Ad Hominem - Abusive

Description:

The argument attacks a position by appealing to the despicable qualities, moral turpitude, and over-all lowness and meanness of a person who holds the position.

 

Comments:

A common way to attack an opponent, while appearing to attack the argument, is to attribute personal qualities to the argument, as in "That's a stupid argument!" Since arguments are not persons they cannot literally be stupid (or intelligent). Saying "That's a stupid argument," really means, "Only a stupid person would offer such an argument," so this is really an Ad Hominem - Abusive, even though it appears to be directed at the argument rather than at the person.

 

Examples:

"I can't believe that anyone really listens to what the National Rifle Association has to say. After all, they're just a bunch of ignorant yokels."

 

"Rush Limbaugh is a big, fat idiot." - title of a book by Al Franken

 

 "If they don't have the guts to come up here in front of you and say, 'I don't want to represent you, I want to represent those special interests, the unions, the trial lawyers...' if they don't have the guts, I call them girlie men." - Arnold Schwarzenegger (2004, referring to members of the California legislature)

 

"Look at that face. Would anyone vote for that? Can you imagine that, the face of our next president?" - Donald Trump (2015, in debate remarks critiquing candidate Carly Fiorina.)

 

Discussion:

Obviously peppering an argument with irrelevant insults does nothing to address the soundness of the opponent's argument. However, the Abusive fallacy may be persuasive because it mimics two contexts in which concern for the character or characteristics of a person is relevant.
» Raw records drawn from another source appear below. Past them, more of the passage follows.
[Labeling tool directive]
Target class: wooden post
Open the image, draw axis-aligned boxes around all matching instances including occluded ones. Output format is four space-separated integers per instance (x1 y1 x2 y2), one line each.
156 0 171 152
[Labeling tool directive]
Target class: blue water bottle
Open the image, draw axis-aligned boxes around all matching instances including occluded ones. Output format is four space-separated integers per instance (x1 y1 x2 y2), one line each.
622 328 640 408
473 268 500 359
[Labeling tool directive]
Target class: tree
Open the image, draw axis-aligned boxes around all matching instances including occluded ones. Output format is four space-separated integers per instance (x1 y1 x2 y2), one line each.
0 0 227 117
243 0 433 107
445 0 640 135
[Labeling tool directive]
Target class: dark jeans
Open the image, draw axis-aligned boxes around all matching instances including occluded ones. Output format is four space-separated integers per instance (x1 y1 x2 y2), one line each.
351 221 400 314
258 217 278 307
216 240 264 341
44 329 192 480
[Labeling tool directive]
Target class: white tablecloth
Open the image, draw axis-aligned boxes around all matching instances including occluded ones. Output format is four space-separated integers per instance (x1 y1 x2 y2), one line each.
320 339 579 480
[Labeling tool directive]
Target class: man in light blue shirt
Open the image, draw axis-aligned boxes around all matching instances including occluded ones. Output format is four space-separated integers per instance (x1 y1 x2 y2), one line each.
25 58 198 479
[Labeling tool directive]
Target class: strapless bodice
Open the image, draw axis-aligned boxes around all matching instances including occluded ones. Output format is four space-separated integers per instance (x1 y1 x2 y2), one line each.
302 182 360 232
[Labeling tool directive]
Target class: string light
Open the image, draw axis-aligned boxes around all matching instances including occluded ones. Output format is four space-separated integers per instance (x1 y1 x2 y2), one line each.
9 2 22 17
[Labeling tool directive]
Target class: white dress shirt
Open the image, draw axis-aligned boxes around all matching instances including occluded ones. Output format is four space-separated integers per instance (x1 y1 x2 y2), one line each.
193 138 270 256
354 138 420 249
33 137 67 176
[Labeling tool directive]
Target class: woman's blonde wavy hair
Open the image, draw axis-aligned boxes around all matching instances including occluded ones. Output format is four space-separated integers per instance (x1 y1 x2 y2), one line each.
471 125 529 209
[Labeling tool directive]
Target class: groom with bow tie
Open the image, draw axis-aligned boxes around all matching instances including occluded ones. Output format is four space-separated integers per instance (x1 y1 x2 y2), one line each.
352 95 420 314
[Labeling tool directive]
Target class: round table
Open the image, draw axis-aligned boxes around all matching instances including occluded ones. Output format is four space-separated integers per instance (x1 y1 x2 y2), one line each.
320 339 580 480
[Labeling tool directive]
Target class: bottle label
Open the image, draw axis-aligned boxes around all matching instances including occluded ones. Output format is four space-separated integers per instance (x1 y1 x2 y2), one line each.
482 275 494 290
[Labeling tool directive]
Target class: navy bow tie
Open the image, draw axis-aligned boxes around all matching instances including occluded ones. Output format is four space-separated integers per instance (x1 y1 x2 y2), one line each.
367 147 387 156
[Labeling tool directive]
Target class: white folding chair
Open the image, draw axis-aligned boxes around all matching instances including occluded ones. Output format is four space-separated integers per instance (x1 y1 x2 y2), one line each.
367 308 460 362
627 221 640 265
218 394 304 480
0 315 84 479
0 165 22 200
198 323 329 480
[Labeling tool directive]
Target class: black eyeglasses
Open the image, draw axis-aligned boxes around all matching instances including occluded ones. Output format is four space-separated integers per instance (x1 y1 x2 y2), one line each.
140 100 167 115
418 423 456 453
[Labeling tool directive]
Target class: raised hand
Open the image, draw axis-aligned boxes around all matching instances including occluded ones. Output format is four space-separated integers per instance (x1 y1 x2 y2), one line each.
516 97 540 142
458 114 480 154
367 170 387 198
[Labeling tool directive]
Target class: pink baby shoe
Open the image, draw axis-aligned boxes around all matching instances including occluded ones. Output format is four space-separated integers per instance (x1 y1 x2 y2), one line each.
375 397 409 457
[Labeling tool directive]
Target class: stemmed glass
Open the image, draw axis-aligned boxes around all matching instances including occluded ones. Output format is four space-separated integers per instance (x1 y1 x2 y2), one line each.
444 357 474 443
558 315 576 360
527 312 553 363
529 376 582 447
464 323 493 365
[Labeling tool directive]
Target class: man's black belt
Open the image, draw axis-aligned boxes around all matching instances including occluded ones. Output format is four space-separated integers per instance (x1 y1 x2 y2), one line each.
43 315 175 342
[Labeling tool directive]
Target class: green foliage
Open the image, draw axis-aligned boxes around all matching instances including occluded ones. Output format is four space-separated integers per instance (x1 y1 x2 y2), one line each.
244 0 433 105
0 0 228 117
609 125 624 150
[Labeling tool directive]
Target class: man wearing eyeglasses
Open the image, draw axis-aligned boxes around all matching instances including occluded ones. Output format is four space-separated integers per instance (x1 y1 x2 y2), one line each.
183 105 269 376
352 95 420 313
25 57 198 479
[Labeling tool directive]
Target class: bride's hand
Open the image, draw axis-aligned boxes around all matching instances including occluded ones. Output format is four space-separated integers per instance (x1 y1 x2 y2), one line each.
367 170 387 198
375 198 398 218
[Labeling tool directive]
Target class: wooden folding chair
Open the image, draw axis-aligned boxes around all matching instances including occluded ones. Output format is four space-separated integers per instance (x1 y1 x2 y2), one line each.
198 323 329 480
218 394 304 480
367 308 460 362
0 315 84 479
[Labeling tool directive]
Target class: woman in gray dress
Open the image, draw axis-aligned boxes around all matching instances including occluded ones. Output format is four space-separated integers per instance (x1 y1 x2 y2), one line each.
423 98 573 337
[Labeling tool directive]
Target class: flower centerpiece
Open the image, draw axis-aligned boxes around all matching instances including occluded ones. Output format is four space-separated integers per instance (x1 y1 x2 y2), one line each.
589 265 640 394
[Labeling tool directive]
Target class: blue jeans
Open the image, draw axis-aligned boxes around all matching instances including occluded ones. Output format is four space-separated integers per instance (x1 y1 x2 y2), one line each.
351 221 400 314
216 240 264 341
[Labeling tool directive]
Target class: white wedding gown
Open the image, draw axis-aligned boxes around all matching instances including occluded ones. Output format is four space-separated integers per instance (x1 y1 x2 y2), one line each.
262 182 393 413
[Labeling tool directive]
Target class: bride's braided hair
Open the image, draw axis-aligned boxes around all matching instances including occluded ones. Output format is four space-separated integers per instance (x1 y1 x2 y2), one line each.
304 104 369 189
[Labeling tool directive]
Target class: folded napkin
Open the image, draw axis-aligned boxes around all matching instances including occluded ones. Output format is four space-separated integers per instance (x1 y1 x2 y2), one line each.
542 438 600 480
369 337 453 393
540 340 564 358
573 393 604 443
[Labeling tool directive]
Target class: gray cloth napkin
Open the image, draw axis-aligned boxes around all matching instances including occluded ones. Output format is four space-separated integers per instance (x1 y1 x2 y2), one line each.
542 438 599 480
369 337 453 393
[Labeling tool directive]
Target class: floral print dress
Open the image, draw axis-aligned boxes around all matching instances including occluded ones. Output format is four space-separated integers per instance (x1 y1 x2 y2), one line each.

1. There are occasions, such as job interviews and political campaigns (which are a sort of job interview) in which a person's intellectual, moral, and even physical characteristics are precisely the issue at hand. No bank wishes to hire dishonest clerks; the American public is justified in wishing not to be represented by dull-witted or immoral politicians; modeling agencies need to hire people with physical beauty. In such contexts, personal remarks--even insulting personal remarks--may be perfectly relevant and therefore non-fallacious.

2. Consider the inductive inference: people who have provided reliable and accurate information in the past are more likely to do so in the future; people who have based their arguments on unsubstantiated and inaccurate information in the past may not be worth listening to now. Where the quality of an argument rests on the accuracy and reliability of certain alleged facts, and where it is not convenient to check those facts for yourself, it is not fallacious to take into account the reputation of the person offering those facts.

Presumably, the Abusive fallacy is persuasive because we mistake the context of the argument for one of those in which the character or characteristics of the opponent do actually matter.

In any Ad Hominem - Abusive fallacy, the abuse should be in the actual words used, not just in a perceived tone of voice (especially if the fallacy is written and the perceived tone is only in the ear of the reader). It is not an Abusive fallacy to say, "You Americans..." even when it is said with a tone of contempt, since it is not abusive to call someone an American.

 

Source: Plato collected examples of this fallacy. The term "ad hominem" was coined by John Locke in An Essay Concerning Human Understanding, 1690. Apparently the first philosopher to distinguish the Abusive fallacy from other forms of Ad Hominem was Schopenhauer in "The Art of Controversy." He called it "argumentum ad personem" to indicate the more personal nature of the attack. I have not yet discovered who first used the term "abusive," but I first became aware of the term from Irving M. Copi, Introduction to Logic, the earliest edition of which appeared in 1953.